Pese a cualquier intento de restricción, la música se cuela por algún ínfimo intersticio y respira. Para la música no hay combinaciones imposibles ni distingue entre razas, ideologías y religiones. Por fortuna, los creadores no entienden de limitaciones ni imposiciones. Se trata de un territorio mental regido por la libertad más entera y completa.
Así lo entendieron Guido Minisky y Hervé Carvalho seducidos por las fascinantes e interminables noches parisinas en las que la gente se mezcla y convive para dejar que la vorágine se apodere de la existencia. Cada jornada como DJ’s residentes del club Chez Moure se tenían que decantar por la diversidad y el mestizaje para que todo mundo estallara.

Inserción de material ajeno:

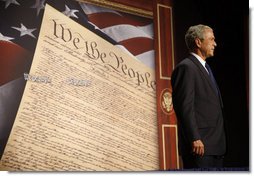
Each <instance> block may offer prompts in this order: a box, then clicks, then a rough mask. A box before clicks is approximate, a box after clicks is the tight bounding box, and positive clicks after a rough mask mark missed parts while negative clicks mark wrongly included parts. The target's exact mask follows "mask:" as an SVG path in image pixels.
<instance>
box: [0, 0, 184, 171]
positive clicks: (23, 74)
mask: <svg viewBox="0 0 254 176" xmlns="http://www.w3.org/2000/svg"><path fill="white" fill-rule="evenodd" d="M43 2H44V1H43ZM66 2H67V1H66ZM73 2H76V1H73ZM84 2H85V3H84ZM133 2H134V1H131V0H128V1H124V2H122V1H121V0H112V1H97V0H87V1H82V2H78V3H77V4H78V6H79V8H80V9H79V10H80V11H84V12H85V18H86V20H88V21H87V22H86V24H85V25H80V24H79V23H77V22H75V21H73V20H72V19H73V18H80V16H76V13H77V12H78V11H79V10H74V9H71V8H69V7H68V6H67V5H65V11H59V10H56V9H55V8H54V7H52V6H51V5H48V4H45V7H44V4H41V5H40V4H37V5H38V7H37V6H36V5H35V6H36V7H35V6H34V7H33V8H37V16H38V14H39V13H40V10H39V11H38V9H39V8H41V9H44V8H45V10H44V15H43V19H42V22H41V25H40V29H38V40H37V39H36V41H37V44H36V48H35V52H34V54H33V53H32V55H33V58H31V60H30V59H29V58H30V57H31V53H29V52H27V51H26V50H25V49H23V48H21V47H20V46H19V45H16V44H13V43H12V42H9V41H8V40H12V39H11V38H7V37H5V36H0V38H3V39H4V41H0V44H1V46H2V45H3V46H5V47H6V48H8V50H6V51H9V50H10V51H13V54H14V53H15V52H16V55H17V56H19V57H18V58H15V59H19V60H20V61H19V62H20V63H19V64H15V62H17V61H16V60H15V59H13V65H16V66H18V65H22V67H20V68H18V69H14V68H11V69H10V71H9V72H10V73H11V74H10V75H13V73H14V71H13V70H15V74H16V76H14V77H13V78H11V79H9V80H12V81H10V82H9V83H8V84H4V83H6V81H8V79H7V78H6V80H5V82H3V84H2V82H1V85H0V86H1V87H0V97H1V98H2V100H1V101H0V116H1V117H0V119H1V120H2V121H3V122H4V123H3V125H0V133H1V132H3V133H2V134H0V156H1V155H2V156H1V161H0V170H7V171H152V170H168V169H178V168H179V167H180V166H179V158H178V150H177V135H176V134H177V125H176V118H175V114H174V110H173V106H172V100H171V87H170V76H171V71H172V69H173V67H174V41H173V18H172V16H173V15H172V2H171V1H168V0H166V1H163V0H155V1H152V0H149V1H147V3H146V4H145V5H144V6H142V5H141V4H143V3H142V2H143V0H141V1H140V2H138V1H137V2H136V1H135V3H133ZM58 3H60V2H57V1H54V2H53V1H52V4H58ZM16 5H18V4H16ZM95 5H98V6H95ZM141 6H142V7H141ZM7 7H8V6H7ZM105 7H106V8H105ZM5 8H6V6H5ZM117 10H119V12H118V11H117ZM38 12H39V13H38ZM126 12H127V13H126ZM99 13H101V14H103V15H104V18H102V17H101V16H99V15H98V14H99ZM128 13H130V14H128ZM133 14H134V15H133ZM135 15H138V16H136V17H135ZM70 17H72V18H70ZM119 17H121V18H119ZM143 17H146V18H143ZM105 18H107V19H108V20H107V21H105ZM103 19H104V20H103ZM137 19H138V20H137ZM140 19H141V20H140ZM96 20H97V22H98V23H97V22H96ZM123 20H126V21H127V23H130V24H131V25H127V24H125V23H123ZM77 21H79V20H77ZM107 23H108V24H110V25H114V27H108V26H107V25H108V24H107ZM118 23H120V24H122V25H118ZM22 25H23V24H21V28H17V27H15V28H13V27H12V28H13V29H15V30H20V32H22V31H21V30H22V29H23V30H24V31H25V30H26V31H27V33H23V34H22V35H29V36H30V37H32V38H36V37H37V36H36V37H35V36H34V35H33V33H32V32H33V30H35V29H33V30H30V33H28V31H29V29H25V26H24V25H23V28H22ZM138 25H141V26H138ZM91 26H92V28H93V29H92V30H91ZM116 29H117V30H118V33H117V32H115V30H116ZM153 30H154V31H153ZM119 31H120V32H119ZM105 34H106V35H105ZM130 36H131V37H132V38H131V37H130ZM129 37H130V38H129ZM7 45H8V46H7ZM21 46H22V45H21ZM2 49H3V47H2ZM6 51H5V52H4V53H7V56H5V57H6V59H8V57H9V55H10V53H9V52H6ZM14 51H15V52H14ZM17 51H18V52H17ZM24 58H25V59H24ZM14 61H15V62H14ZM30 63H31V67H30ZM15 68H16V67H15ZM24 70H25V71H24ZM20 75H22V77H21V78H20V77H19V76H20ZM5 77H6V76H5ZM5 77H3V78H5ZM17 78H18V79H17ZM2 80H4V79H2V78H1V79H0V81H2ZM24 87H25V88H24ZM23 88H24V91H23ZM6 92H7V94H4V93H6ZM8 97H10V98H8ZM19 102H20V103H19ZM5 103H6V104H5ZM4 104H5V105H4ZM16 110H17V112H16ZM4 124H5V125H4ZM7 139H8V140H7ZM5 144H6V145H5Z"/></svg>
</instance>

Los rostros de París son cambiantes y hermosos, y su exuberancia también se debe a la migración –no hay poder humano que pueda negarlo-. Basta con recorrer calles y antros de Barbés, Pigalle, Montparnasse y Place de Clichy, entre otros rumbos. ¡París sigue siendo una fiesta! Pese a lo que digan los fundamentalistas de cualquier extremo. La gente sale a buscar lo impredecible.
Cada noche Guido y Hervé se esforzaban por impactar, y para ello se les ocurrió mezclar música que acumularon durante un viaje por el Magreb (especialmente de Túnez) con bases de electrónica aplicada a la pista de baile. ¡Y aquello funcionó a las mil maravillas! Así fueron acumulando tracks que aparecieron sueltos inicialmente y se sumaron a inéditos que conformarían un debut excitante: Musique de France (2016), que desde su propio título abandera una deliciosa provocación; Francia será mestiza o no será más Francia.

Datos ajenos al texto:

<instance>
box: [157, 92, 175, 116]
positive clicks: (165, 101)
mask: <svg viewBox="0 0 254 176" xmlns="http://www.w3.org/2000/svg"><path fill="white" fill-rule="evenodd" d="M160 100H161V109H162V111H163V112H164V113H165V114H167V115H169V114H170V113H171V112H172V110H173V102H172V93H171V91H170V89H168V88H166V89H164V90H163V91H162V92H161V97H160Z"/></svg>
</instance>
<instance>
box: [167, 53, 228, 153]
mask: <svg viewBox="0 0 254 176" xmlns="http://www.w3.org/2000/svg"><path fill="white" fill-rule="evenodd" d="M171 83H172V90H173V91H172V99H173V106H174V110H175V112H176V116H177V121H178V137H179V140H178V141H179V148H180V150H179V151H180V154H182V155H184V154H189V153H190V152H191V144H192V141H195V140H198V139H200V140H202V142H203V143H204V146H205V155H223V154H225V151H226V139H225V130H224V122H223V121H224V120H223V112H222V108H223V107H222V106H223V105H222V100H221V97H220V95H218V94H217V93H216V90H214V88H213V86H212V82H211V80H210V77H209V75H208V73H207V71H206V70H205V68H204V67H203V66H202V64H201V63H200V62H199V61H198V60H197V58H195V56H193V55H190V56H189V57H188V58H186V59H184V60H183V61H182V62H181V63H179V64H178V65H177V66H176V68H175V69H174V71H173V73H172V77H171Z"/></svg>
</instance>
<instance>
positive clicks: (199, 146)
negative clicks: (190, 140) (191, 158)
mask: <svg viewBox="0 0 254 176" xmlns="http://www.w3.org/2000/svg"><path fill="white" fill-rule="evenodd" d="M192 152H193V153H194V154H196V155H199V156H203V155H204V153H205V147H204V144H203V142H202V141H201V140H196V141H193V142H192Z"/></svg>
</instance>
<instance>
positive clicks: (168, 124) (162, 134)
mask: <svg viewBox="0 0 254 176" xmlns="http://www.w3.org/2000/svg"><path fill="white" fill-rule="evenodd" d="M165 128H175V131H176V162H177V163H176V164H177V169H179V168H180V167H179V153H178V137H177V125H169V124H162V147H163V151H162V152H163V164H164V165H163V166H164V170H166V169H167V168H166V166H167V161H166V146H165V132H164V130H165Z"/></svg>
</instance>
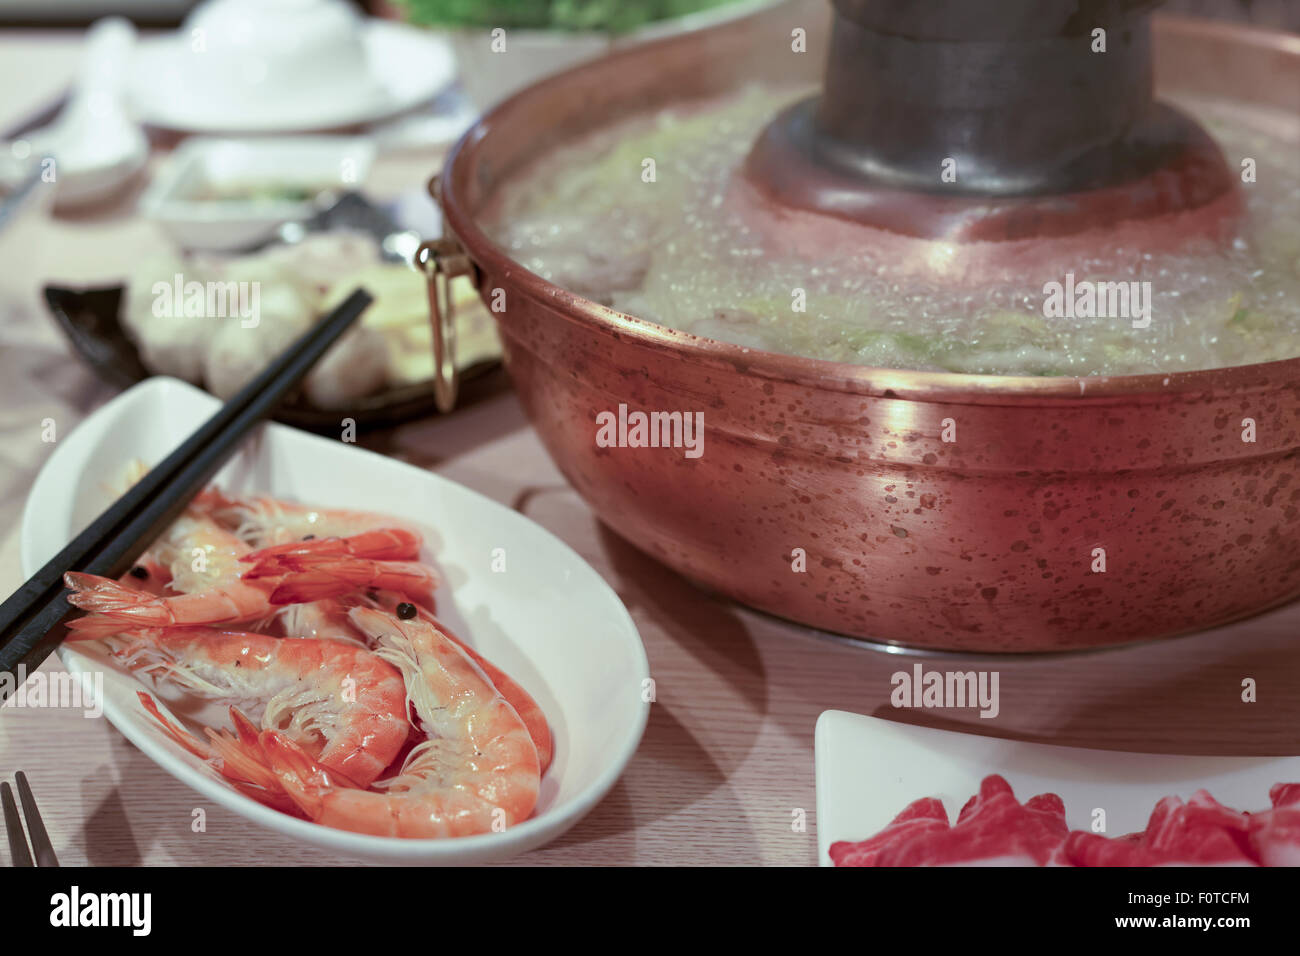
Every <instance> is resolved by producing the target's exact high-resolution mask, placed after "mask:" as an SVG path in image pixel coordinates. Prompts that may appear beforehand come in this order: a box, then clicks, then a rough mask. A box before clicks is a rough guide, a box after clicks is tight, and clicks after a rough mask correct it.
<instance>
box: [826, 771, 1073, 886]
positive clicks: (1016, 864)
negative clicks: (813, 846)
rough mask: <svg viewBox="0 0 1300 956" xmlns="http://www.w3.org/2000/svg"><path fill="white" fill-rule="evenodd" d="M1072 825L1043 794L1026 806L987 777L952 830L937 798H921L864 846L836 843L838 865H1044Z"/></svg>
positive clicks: (850, 843) (831, 856) (857, 865)
mask: <svg viewBox="0 0 1300 956" xmlns="http://www.w3.org/2000/svg"><path fill="white" fill-rule="evenodd" d="M1067 832H1069V827H1067V826H1066V823H1065V805H1063V804H1062V803H1061V797H1058V796H1057V795H1056V793H1043V795H1040V796H1036V797H1032V799H1031V800H1028V801H1027V803H1024V804H1023V805H1022V804H1021V803H1018V801H1017V800H1015V795H1014V793H1013V792H1011V786H1010V784H1009V783H1008V782H1006V780H1004V779H1002V778H1001V777H997V775H992V777H985V778H984V780H983V783H980V788H979V793H976V795H975V796H972V797H971V799H970V800H969V801H967V803H966V805H965V806H963V808H962V810H961V813H959V814H958V816H957V822H956V823H954V825H953V826H949V825H948V814H946V812H945V810H944V805H943V804H941V803H940V801H939V800H935V799H933V797H927V799H924V800H917V801H915V803H913V804H909V806H907V808H906V809H905V810H904V812H902V813H900V814H898V816H897V817H894V819H893V822H892V823H889V826H888V827H885V829H884V830H881V831H880V832H879V834H876V835H875V836H872V838H871V839H868V840H863V842H862V843H848V842H841V843H835V844H832V845H831V851H829V852H831V860H832V861H833V862H835V865H836V866H1043V865H1045V864H1048V862H1052V861H1054V858H1056V857H1057V855H1058V851H1060V848H1061V845H1062V844H1063V843H1065V838H1066V834H1067Z"/></svg>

El circuito de Festivales de electrónica –con el Sónar por delante- los arropó y los trajo girando sin parar. Acumularon casi 300 presentaciones en un lapso relativamente breve, hasta que pudieron parar para preparar su siguiente movimiento.
Para su versión en directo ya habían sumado a Kenzi Bourras, que ahora se queda como miembro formal y aporta todo su conocimiento de la tradición del raï argelino y agrega mayor capacidad instrumental. Así fue como con el formato de trío se concentraron en crear más temas.

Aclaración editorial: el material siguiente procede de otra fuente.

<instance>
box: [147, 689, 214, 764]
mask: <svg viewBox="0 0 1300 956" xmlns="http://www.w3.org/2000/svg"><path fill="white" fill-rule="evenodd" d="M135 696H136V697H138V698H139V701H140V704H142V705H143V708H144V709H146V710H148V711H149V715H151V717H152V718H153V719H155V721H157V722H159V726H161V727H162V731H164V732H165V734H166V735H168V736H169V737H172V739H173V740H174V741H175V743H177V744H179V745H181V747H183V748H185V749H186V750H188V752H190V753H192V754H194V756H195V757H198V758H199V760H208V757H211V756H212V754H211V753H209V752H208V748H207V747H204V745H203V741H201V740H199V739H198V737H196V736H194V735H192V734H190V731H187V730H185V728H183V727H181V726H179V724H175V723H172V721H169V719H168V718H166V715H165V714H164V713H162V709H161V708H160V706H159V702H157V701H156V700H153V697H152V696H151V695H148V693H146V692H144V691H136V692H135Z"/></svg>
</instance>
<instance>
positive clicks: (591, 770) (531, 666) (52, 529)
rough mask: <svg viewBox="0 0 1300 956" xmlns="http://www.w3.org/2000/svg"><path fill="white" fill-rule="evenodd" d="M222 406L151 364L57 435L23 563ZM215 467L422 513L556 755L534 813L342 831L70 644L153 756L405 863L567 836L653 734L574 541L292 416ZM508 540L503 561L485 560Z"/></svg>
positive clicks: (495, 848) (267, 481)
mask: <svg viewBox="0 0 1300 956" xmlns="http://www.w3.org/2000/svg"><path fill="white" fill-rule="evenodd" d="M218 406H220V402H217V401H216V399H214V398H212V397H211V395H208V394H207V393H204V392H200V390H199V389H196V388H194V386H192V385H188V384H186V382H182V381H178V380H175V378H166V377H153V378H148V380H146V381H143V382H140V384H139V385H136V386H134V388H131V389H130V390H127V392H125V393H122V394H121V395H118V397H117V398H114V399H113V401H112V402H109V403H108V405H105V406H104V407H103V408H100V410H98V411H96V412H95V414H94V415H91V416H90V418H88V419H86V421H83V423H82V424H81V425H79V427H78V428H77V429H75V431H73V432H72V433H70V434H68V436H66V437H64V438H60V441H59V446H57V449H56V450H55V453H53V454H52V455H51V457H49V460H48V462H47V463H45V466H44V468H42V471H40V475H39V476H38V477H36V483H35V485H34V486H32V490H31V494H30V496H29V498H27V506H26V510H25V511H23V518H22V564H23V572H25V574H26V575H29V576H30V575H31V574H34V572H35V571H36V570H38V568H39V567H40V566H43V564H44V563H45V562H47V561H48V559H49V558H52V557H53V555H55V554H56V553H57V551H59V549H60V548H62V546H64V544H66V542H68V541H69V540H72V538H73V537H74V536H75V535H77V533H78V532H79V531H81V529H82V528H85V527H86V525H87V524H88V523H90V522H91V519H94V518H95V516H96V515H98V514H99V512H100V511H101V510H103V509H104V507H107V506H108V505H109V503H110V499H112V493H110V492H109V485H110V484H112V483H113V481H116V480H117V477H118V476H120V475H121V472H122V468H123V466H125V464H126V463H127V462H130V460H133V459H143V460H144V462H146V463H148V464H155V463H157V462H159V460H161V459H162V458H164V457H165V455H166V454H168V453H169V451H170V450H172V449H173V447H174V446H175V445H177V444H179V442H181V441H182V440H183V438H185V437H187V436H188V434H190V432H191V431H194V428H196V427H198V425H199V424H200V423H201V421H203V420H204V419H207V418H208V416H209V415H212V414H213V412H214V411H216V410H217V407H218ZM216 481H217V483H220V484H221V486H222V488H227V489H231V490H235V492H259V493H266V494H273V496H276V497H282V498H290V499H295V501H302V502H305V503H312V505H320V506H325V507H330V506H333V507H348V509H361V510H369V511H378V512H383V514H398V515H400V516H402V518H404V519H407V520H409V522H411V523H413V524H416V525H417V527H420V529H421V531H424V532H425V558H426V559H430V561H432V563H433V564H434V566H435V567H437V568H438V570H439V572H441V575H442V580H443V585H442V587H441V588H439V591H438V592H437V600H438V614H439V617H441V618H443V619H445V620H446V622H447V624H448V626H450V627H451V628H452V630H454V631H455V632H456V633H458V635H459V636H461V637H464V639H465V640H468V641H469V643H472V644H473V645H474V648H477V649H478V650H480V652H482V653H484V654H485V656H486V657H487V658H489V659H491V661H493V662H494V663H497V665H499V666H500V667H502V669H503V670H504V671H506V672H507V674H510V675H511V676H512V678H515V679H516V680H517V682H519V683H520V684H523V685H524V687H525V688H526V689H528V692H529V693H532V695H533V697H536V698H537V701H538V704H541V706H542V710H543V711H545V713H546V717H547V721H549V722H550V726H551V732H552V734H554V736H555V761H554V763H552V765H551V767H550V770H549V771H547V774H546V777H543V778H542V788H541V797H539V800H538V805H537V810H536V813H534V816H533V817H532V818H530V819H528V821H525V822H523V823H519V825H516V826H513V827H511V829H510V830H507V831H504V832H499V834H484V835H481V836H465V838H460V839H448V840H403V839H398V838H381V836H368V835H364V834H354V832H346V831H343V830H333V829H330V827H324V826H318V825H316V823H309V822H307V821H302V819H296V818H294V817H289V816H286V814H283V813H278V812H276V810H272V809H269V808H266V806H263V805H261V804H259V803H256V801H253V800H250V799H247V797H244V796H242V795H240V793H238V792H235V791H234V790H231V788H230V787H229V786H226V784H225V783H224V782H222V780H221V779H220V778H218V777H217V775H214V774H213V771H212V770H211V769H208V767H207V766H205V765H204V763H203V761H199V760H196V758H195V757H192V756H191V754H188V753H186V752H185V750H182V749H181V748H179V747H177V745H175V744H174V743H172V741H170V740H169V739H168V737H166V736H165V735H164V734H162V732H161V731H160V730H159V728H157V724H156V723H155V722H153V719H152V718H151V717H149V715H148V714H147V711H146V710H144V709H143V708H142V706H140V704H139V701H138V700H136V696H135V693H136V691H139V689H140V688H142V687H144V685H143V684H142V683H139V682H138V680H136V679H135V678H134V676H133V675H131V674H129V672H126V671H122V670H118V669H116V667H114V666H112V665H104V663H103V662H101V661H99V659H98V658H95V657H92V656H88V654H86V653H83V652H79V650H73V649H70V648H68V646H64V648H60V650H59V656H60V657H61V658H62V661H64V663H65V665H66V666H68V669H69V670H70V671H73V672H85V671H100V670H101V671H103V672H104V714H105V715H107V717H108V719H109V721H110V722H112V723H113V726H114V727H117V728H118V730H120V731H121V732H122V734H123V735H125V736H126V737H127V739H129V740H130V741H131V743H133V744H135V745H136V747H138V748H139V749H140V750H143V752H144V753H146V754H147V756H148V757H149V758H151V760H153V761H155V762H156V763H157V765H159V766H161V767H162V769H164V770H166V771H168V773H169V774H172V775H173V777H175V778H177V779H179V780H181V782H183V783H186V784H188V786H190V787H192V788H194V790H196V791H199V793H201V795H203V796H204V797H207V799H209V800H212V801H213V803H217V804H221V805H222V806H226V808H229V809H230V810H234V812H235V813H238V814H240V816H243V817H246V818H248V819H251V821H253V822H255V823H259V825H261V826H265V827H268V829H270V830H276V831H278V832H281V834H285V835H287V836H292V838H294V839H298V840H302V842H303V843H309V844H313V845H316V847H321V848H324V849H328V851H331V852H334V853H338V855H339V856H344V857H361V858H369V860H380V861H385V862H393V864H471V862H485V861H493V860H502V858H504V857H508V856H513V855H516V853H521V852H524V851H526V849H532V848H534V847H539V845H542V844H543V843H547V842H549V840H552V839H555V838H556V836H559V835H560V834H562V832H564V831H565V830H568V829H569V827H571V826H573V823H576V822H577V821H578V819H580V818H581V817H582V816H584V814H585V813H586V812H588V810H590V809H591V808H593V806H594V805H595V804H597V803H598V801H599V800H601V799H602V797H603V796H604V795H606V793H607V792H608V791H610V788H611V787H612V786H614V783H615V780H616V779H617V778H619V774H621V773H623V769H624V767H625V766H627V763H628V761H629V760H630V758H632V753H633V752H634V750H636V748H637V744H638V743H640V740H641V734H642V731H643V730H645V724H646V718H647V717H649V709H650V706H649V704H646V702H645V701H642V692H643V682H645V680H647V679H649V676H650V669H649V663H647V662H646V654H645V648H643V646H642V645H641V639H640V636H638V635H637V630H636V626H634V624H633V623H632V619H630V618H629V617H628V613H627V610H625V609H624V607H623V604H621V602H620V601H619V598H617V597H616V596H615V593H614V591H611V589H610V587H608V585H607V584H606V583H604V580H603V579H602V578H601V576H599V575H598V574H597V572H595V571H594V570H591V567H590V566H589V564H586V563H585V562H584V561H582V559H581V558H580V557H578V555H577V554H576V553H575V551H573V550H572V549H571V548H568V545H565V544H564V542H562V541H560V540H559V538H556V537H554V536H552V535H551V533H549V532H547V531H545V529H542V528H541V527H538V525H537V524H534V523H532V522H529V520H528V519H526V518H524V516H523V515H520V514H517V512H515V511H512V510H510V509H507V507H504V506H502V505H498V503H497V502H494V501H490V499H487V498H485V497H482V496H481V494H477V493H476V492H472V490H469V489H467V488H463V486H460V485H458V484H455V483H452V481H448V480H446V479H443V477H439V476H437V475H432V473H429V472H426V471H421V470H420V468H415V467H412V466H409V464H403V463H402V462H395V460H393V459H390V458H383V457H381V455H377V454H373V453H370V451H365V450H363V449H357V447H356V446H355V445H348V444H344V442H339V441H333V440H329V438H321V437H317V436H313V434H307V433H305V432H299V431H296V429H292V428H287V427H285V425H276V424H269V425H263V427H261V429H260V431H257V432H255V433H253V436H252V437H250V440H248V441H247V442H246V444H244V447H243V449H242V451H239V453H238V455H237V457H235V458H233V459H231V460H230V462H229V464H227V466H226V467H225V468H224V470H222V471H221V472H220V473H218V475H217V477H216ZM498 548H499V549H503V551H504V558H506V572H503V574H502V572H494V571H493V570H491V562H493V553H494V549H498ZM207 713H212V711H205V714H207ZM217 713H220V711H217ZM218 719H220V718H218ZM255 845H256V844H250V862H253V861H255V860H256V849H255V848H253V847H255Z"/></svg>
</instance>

Y no puedo sino anotar que el poderío de “Club DZ” es superlativo; se trata de una andanada tech-house que sin ningún problema podrían firmar The Chemical Brothers -¡de ese tamaño; de esa calidad! Un frenesí percusivo inicial que se prolonga para que la espera de las sonoridades árabes nos tome ya con ansías. Y así sucede a lo largo de toda una fiesta tribal que incendia al siglo XXI y lo poquito que resta de esta década.
“Club DZ”, como adelanto, deja un enorme reto al segundo álbum, Jdid (cobijado por el estupendo sello belga Crammed Discs), que significa Nuevo en árabe, pero ahí está “Électrique Yarghol” para dar la pelea y en la que la voz de Hasan Minawi va conduciendo la experiencia. Ahí se halla otra de las diferencias con su antecesor; en 9 de las 11 piezas hay presencia de voces invitadas; así que los registros son distintos debido a la tesitura de cada uno de los participantes.
A la postre, Acid Arab forman parte de eso que podemos llamar etno-techno y en el que se encuentran Natacha Atlas (de origen egipcio), Banco de Gaia, el productor suizo de raíces turcas Mehmet Aslan y, especialmente, Omar Souleyman, que dejó su natal Siria para convertirse en una estrella global. Lo que reviste un especial interés es que los integrantes del proyecto señalan a Rachid Taha (de raíces argelinas) como el artista que les hizo entender la música de otra manera al entreverar lo árabe con el rock (aunque ellos hagan algo muy distinto)-
Si con algo podemos relacionar a Jdid es con el frenesí y el deseo irrefrenable de mover el cuerpo (cada uno bajo sus propios designios) y corte a corte esa vibra se maximiza, tal como en “Nassibi” (con Amel Whaby en el canto). Acid Arab reúnen a una tradición ancestral con la urgencia que trae consigo la música electrónica contemporánea. No todos los días tenemos la oportunidad de romper nuestros patrones e incursionar en un vertiginoso viaje rumbo a ignotos territorios sonoros.